Die Regelung des § 40a Abs. 4 Satz 2 LFGB verpflichtet die Behörde unverzüglich öffentlich bekannt zu machen, wenn der der Veröffentlichung zu grunde liegende Mangel nach der Veröffentlichung beseitigt worden ist. Diese Regelung wird ausdrücklich befürwortet. Damit wird die Öffentlichkeit auch über die Reaktionen des Unternehmers zur Mängelbeseitigung informiert. Da diese Information unverzüglich zu erfolgen hat, ist auch eine zusätzliche amtliche Kontrolle zur Überprüfung erforderlich, da die risikobasierte Regelkontrolle den Anspruch auf Unverzüglichkeit in den allermeisten Fällen nicht zu erfüllen vermag. Daraus folgen ein zusätzlicher Personalbedarf und eine Gebührenbelastung für den Lebensmittelunternehmer.
Zusammenfassend ist bezüglich des Erfüllungsaufwandes für die Behörde festzustellen, dass für diese Aufgaben nach § 40a LFGB in den Behörden nicht ausreichend und entsprechend sachkundiges Personal vorhanden ist. Die konkrete Höhe des Mehraufwandes ist nicht unerheblich. Da ein Personalzuwachs für den Vollzugsmehraufwand nicht zu erwarten ist, wird die neue Aufgabe zu lasten der operativen Lebensmittelüberwachung gehen.
Zu Nummer 13.
Die Regelungslücke für die Probenahme, bei unter Verwendung von Fernkommunikationsmitteln angebotenen Erzeugnissen, wurde mit dem neuen § 43a LFGB geschlossen. Es ist zu berücksichtigen, dass geringe Haushaltsmittel für den Kauf der Proben einschließlich Gegenproben einzuplanen sind. Mit der Etablierung eines Verfahrens zur anonymisierten Kaufabwicklung entsteht in der Verwaltungsbehörde unter Beachtung der strengen Haushaltsregeln ein Erfüllungsaufwand. Die Erstattungspflicht nach § 43a Abs. 5 LFGB wird nicht in jedem Fall gegenüber dem Lebensmittelunternehmer durchsetzbar sein, insbesondere bei nicht im EU-Raum angesiedelten Unternehmen. Es entsteht ebenfalls ein Erfüllungsaufwand für die Behörde durch das Einrichten von Lagerräumen und die Beschaffung von Kühl- bzw.
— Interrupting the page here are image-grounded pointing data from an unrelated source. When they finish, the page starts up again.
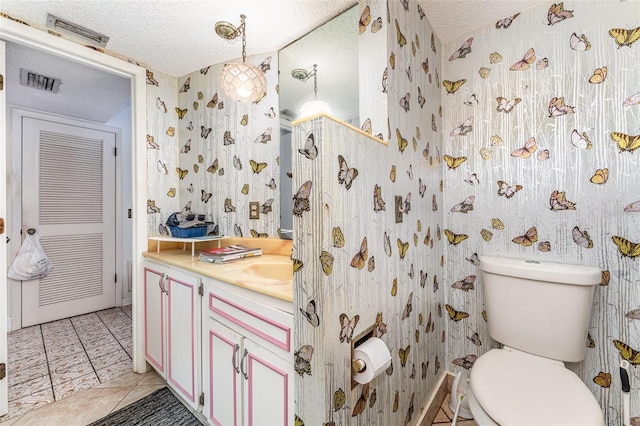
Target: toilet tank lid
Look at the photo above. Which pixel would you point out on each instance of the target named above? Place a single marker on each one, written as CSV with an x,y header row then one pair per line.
x,y
515,388
541,271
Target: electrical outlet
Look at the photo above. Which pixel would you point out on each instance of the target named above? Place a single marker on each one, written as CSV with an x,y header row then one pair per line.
x,y
254,210
398,209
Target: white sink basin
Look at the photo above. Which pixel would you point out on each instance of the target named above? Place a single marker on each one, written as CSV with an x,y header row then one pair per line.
x,y
281,271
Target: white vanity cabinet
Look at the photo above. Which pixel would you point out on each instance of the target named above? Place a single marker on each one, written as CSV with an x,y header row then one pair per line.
x,y
172,323
247,358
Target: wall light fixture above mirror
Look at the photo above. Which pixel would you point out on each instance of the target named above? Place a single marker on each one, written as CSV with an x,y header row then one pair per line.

Tiefkühleinrichtungen für die Lagerung der Proben nach § 43a Abs. 2 LFGB.
Zu Nummer 14.
Die bislang in der Verordnung (EG) Nr. 178/ 2002 nicht geregelte Datenstruktur und Lieferfrist bedurfte dringend einer Nachjustierung. Besonders in Krisensituationen kann die Behörde nur effektiv arbeiten, wenn Daten in vorgegebenen Strukturen bis zu einer vorgegebene Frist abgefordert werden dürfen.
Dipl.-vet.-med. Toby Pintscher
1. Vizepräsident
Bundesverband der beamteten Tierärzte e.V.